2002 Certificate: 18


Still haunted by a botched undercover job, narcotics cop Jason Patric is assigned to find out who killed the partner of rogue officer Ray Liotta. With well-drawn characters and an unpredictable yet focused plot, Narc is a brutal and compelling cop thriller that puts others on desk duty.


  • Joe Carnahan


  • Ray Liotta

  • Busta Rhymes

  • Chi McBride

  • Jason Patric


Judging from the recent slew of Hollywood cop movies it wouldn't be prudent to approach an American policeman for the time.

It seems they are preoccupied with hunting down their partner's killers, chucking in the badge and seeking justice maverick-style or starting small wars in the run-down ghettoes.

Henry Oak (Liotta) certainly isn't the obliging plod to ask if you want directions to Madame Tussauds - he's grimly determined to avenge the death of his buddy.

Liotta, sporting a beard which gives him the look of Matthew Kelly on steroids, trawls Detroit's lowlife seeking clues to the rub-out.

But it's only when he's joined by undercover narcotics officer Nick Tellis (Patric) that he begins to make real progress towards the guilty men.

While Oak is a "solid collar but unstable" cop, devoted first-time dad Tellis is still carrying the guilt for the shooting of a pregnant mother during a botched bust.

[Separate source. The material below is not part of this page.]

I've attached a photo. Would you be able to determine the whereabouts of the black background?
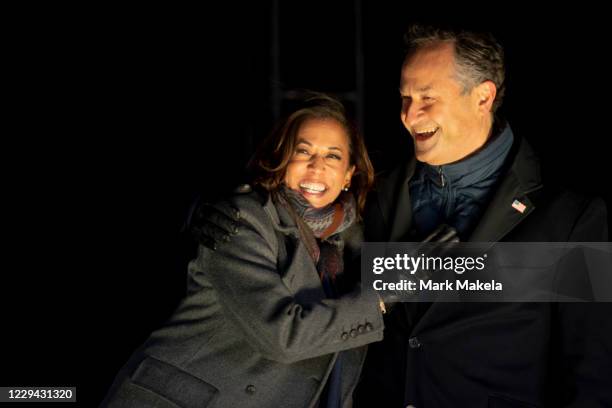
[0,1,612,406]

We join the pair as they raid festering crack dens, roll drugged-up witnesses and scrabble for leads in freezing city streets and derelict tenements.

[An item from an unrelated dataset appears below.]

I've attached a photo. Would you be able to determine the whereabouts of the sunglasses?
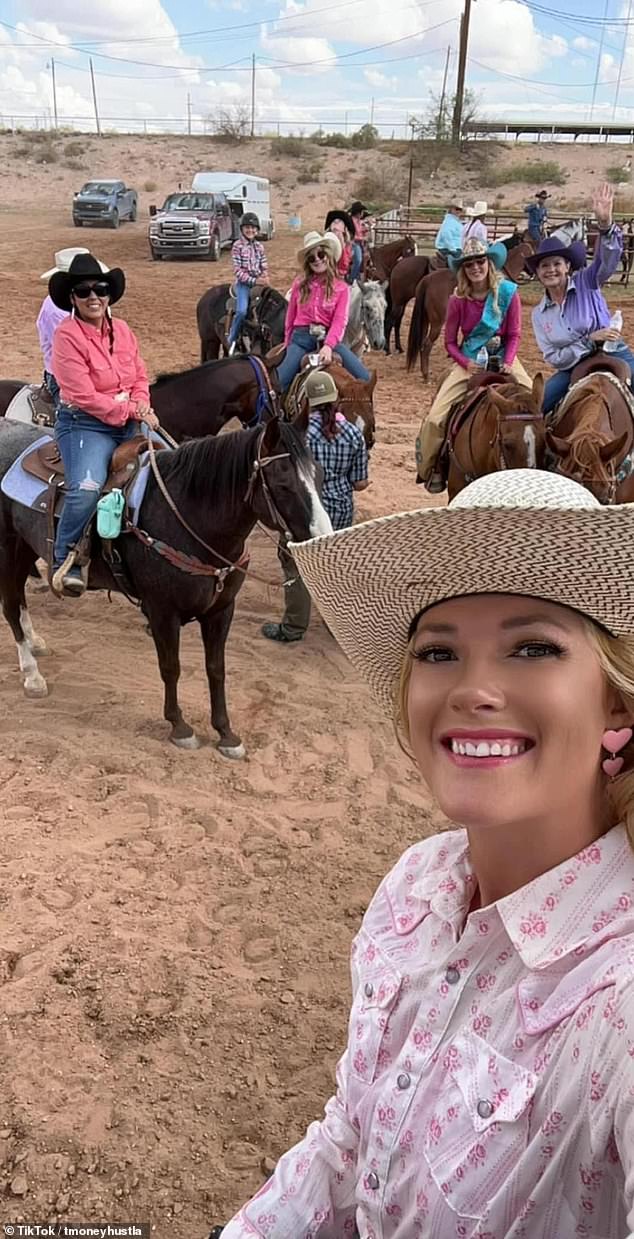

Shot in colour-drained tones and employing juddering steady-cam shots for action scenes, the gritty reality of their grim urban hunting ground is stunningly evoked.

Together with the familiar police procedural side of the plot we also get fully-formed snapshots of Tellis' homelife, lending the whole show a grainy authenticity.

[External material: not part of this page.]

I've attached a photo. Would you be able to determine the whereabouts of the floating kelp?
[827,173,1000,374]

The plot's no disappointment either, with the seemingly straightforward tracking down of the felons giving way to something far more complex and morally ambiguous.

Tom Cruise deserves credit for raising the cash and director Carnahan must be congratulated for recreating the spirit of movies like Serpico and The French Connection.

See it twice - one fix won't be enough.